Just curious to hear others experiences when it comes to Product Ownership in a CI/CD environment.

For instance, how have you handled User Acceptance Testing in this environment as well as Product Owner acceptance as “done”


#2

Hi Troy. Happy to share a perspective from my world as a PO. Our teams ship completed stories on demand, which is normally ~12x a day across our 18 teams. Our process includes:

  • Running all tests (unit, integration, end to end) each time code is committed (10-30 minutes)
  • Providing the ability to run on demand tests (10-30 minutes)
  • Providing the ability to spin up on demand test environments (5 minutes)
  • Running all tests (unit, integration, end to end) and deploying when merged to master (20-30 minutes)
  • Using feature toggles to allow continuous deployment while releasing on demand (a few users, more users, more users, all users)

Within these things, we handle validating our hypothesis / value (aka accepting) through some of the following:

  • Automated tests help to ensure high quickly and quick feedback to the team
  • Pairing helps to bring multiple perspectives
  • Using on demand testing environments for demos, quick user feedback, creating docs, accepting, etc
  • Using feature toggles to beta test changes with small groups of users to decide to 1) iterate more or 2) release for all users

As a PO, I love CD b/c it provides more feedback cycles to validate hypothesis and make sure we’re actually providing value to our users.

5 years ago, we shipped every 2 weeks. Contrast that with ~12x a day. That’s 2x feedback cycles per month vs. 240 per month now. Therefore, while accepting is important, we also have a lot more opportunities to learn, pivot, and find the actual value.


#3

@zoltron3000 thanks for sharing this story it’s just validated the discussion I have been having for the last 2 weeks!


#4

I fully agree with zoltron3000. As a PO I love CI/CD as well because it allows a very quick feedback cycle.


#5

Understanding the value of a pipeline as a product owner was a challenge for me to grasp the first time it was explained to me.

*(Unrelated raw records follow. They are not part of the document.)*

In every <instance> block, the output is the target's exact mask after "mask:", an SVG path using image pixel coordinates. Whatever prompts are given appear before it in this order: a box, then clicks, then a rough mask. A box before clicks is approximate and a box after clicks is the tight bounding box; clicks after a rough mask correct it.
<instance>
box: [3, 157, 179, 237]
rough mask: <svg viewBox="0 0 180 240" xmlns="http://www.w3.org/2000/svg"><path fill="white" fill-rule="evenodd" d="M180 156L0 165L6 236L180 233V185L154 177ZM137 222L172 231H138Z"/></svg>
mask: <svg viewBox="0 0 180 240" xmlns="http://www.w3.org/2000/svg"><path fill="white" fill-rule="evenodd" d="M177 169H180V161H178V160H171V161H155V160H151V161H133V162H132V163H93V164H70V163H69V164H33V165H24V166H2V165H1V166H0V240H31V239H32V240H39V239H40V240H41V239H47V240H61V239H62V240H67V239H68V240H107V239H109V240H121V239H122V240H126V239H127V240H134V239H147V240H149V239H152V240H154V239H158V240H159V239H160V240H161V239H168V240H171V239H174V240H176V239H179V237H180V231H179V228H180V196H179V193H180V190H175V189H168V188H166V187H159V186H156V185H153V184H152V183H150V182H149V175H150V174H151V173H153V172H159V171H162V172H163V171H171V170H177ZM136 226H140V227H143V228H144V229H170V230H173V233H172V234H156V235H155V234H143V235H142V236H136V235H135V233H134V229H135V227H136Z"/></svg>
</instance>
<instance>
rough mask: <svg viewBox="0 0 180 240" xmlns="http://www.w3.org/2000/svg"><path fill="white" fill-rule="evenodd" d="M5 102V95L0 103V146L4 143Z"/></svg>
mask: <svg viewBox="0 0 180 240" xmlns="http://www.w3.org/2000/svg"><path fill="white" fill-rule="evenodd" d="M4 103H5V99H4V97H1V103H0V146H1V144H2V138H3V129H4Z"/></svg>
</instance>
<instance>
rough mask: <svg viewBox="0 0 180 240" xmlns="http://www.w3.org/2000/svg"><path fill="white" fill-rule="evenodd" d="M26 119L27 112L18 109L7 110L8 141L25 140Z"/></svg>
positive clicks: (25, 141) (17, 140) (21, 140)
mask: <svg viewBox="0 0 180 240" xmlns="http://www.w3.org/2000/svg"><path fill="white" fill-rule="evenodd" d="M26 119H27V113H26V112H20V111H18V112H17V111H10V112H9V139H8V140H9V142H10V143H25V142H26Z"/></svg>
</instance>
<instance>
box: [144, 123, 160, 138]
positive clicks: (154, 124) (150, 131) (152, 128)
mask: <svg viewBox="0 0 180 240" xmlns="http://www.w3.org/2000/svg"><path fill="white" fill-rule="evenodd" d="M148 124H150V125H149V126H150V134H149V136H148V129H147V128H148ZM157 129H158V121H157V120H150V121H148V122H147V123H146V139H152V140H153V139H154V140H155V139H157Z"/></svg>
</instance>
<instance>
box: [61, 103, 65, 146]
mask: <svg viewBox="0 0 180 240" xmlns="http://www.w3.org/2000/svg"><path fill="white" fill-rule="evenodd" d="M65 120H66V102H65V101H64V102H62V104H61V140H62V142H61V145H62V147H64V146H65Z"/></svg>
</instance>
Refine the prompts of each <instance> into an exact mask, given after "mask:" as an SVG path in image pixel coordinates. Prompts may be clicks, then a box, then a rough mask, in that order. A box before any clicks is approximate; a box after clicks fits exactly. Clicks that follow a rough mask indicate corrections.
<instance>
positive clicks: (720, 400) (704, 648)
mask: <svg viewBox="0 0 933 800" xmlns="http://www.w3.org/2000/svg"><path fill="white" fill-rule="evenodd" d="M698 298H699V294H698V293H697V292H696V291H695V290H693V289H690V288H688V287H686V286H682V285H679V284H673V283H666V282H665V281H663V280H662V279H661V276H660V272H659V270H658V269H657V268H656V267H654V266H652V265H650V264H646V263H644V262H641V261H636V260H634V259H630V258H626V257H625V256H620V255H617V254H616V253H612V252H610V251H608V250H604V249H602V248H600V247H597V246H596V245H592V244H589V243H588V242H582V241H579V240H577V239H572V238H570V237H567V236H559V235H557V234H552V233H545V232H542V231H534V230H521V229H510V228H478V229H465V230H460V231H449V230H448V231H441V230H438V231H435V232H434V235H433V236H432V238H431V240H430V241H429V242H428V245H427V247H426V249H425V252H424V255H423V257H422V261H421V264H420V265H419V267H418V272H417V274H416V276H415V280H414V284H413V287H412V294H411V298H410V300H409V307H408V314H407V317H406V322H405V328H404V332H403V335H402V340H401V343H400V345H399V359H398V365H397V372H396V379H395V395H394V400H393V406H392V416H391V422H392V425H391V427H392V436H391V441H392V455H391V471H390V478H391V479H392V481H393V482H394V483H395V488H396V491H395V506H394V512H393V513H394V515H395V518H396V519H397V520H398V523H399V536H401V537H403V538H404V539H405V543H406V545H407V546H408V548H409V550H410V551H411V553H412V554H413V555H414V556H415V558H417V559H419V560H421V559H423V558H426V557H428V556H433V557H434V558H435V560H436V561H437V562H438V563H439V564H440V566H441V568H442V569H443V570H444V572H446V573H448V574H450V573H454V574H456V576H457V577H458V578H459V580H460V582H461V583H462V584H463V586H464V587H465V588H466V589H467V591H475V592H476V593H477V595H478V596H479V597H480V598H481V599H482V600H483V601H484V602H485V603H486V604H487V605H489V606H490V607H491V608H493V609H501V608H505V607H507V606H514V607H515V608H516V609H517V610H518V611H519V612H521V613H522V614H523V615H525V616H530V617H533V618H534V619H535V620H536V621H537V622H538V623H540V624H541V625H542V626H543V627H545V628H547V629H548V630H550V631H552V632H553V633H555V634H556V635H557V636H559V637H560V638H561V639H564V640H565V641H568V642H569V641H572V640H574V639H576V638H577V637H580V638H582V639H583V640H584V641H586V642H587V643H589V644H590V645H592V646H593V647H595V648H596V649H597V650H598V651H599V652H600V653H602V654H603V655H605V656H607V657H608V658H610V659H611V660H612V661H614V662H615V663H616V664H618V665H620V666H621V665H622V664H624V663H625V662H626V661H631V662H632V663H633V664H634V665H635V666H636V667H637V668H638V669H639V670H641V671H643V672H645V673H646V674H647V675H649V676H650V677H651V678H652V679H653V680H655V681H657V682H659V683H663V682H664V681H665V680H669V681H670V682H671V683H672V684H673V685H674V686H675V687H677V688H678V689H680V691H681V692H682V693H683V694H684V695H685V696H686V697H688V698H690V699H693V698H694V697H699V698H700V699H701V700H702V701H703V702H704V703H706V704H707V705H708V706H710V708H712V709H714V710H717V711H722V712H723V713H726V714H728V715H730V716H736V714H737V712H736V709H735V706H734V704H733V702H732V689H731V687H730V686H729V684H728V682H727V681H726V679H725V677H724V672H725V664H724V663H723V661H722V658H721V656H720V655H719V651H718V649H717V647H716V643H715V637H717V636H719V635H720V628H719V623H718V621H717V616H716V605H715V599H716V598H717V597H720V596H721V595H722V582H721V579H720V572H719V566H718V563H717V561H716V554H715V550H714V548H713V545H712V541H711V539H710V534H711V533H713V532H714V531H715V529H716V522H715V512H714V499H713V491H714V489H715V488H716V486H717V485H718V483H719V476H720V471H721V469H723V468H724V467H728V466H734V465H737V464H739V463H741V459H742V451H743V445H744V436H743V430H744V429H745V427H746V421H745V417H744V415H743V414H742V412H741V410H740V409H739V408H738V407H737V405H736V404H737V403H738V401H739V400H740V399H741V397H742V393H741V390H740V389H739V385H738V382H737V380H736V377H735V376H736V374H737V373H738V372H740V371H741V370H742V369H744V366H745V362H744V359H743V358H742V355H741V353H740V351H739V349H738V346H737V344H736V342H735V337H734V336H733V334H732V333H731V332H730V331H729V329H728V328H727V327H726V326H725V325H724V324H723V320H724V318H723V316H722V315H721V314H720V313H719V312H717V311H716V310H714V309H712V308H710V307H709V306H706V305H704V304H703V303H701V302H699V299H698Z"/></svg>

The aha moment for me was when work such as ADA requirements, metadata, and other less user-facing pieces of a product came online. The team showed me that adding those checks to the pipeline give stakeholders the confidence that we are checking all the boxes as we build and won’t have as many “gotchas” before we ship an increment of a product.

Also gives stakeholders and product managers the ability to showcase and accept work on demand as opposed to the larger and more formal exercise. They see value sooner and can help me pivot to the most valuable work next.